CBI gets applause in early for isolated May

Theresa May arrives on stage at the conference in London
‘A very warm CBI welcome’: Theresa May arrives on stage at the conference in London. Photograph: Daniel Leal-Olivas/AFP/Getty Images

Seconds out, round … frankly, who cares? Everyone’s either lost count or, if they’re lucky, lost the will to live. The latest episode in the ongoing Brexit psychodrama, Who’s Afraid of the ERG?, featuring Theresa May and Jeremy Corbyn as the self-harming, lack-of-power couple united in their inability to utter a coherent sentence, took place at the Confederation of British Industry’s annual conference in London. No one was holding their breath for a meaningful resolution.

The prime minister did go into the day as the home-crowd favourite. Having initially declared that any form of Brexit would be damaging for business, the CBI has recently rather rolled over. Faced with the prospect of a no-deal Brexit, it has come to the conclusion that the prime minister’s bad deal is the only game in town. Rather than campaign for what it really wants, it has taken the easy option of the certainty of everything being worse than it currently is but not as crap as it might be.

May was greeted from the stage as some kind of messiah. Or at least a symbol of dogged resilience in the face of almost certain defeat. “Let’s give the prime minister a very warm CBI welcome,” said John Allan, the group’s president, doing his best to whip up enthusiasm. The audience more or less obliged. With May it’s usually best to get the applause in first, as so often there’s little to clap at the end. Today being another case in point.

Right from the off, May looked tired. Battered, even. She may be deriving some masochistic pleasure from facing down the rapidly vanishing ERG, but it’s taking its toll. Her delivery was brittle, staccato, with no attempt to connect with the crowd. The conference was just another chore in another unpleasant day and she raced through her speech at breakneck speed. Starting with Brexit.

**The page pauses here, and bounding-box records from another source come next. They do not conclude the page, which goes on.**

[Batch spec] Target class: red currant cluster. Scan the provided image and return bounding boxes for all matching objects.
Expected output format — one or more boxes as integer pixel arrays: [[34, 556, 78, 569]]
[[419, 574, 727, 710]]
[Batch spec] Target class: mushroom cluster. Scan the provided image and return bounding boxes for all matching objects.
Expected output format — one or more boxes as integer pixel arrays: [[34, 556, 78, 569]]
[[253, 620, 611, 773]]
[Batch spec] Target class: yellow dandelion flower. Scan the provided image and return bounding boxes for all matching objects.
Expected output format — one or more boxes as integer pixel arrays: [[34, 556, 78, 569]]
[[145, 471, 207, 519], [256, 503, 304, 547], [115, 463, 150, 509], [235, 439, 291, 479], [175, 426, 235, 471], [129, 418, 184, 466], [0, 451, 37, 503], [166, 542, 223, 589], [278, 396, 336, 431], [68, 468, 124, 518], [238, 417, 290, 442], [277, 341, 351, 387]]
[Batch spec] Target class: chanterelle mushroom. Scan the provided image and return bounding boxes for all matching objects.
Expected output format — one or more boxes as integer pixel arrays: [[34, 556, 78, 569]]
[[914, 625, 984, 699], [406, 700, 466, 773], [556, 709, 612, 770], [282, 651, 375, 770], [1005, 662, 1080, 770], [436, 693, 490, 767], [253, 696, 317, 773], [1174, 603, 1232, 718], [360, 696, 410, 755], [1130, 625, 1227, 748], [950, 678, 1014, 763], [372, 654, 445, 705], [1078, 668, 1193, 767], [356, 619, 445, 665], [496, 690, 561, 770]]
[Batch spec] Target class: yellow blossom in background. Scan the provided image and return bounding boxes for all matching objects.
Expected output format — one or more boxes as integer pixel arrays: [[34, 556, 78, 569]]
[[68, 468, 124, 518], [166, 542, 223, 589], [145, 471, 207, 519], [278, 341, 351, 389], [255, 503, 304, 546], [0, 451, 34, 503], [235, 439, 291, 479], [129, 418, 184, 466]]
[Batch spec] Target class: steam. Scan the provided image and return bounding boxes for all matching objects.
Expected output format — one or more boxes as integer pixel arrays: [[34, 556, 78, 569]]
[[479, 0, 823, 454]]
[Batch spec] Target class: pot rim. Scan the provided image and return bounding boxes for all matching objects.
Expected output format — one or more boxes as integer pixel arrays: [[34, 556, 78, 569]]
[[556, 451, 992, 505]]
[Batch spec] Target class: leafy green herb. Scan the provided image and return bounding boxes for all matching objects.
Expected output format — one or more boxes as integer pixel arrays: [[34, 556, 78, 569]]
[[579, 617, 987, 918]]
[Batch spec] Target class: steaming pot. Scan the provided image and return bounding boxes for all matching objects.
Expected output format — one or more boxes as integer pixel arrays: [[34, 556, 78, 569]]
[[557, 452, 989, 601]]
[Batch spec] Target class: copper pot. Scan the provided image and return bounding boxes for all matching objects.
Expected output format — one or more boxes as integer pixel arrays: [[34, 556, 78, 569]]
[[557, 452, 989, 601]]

The deal was the deal. Take it or leave it. It was the best she could do under the circumstances, and people shouldn’t get too hung up on how bad the withdrawal agreement was because the real prize was to be found in the seven-page appendix outlining the future trading relationship with the EU. OK, so it was a bit on the thin side at the moment, but she hoped to add a few more pages of legally meaningless waffle in the next week or so. A few who had come to the conference in search of reassurance began to look seriously concerned.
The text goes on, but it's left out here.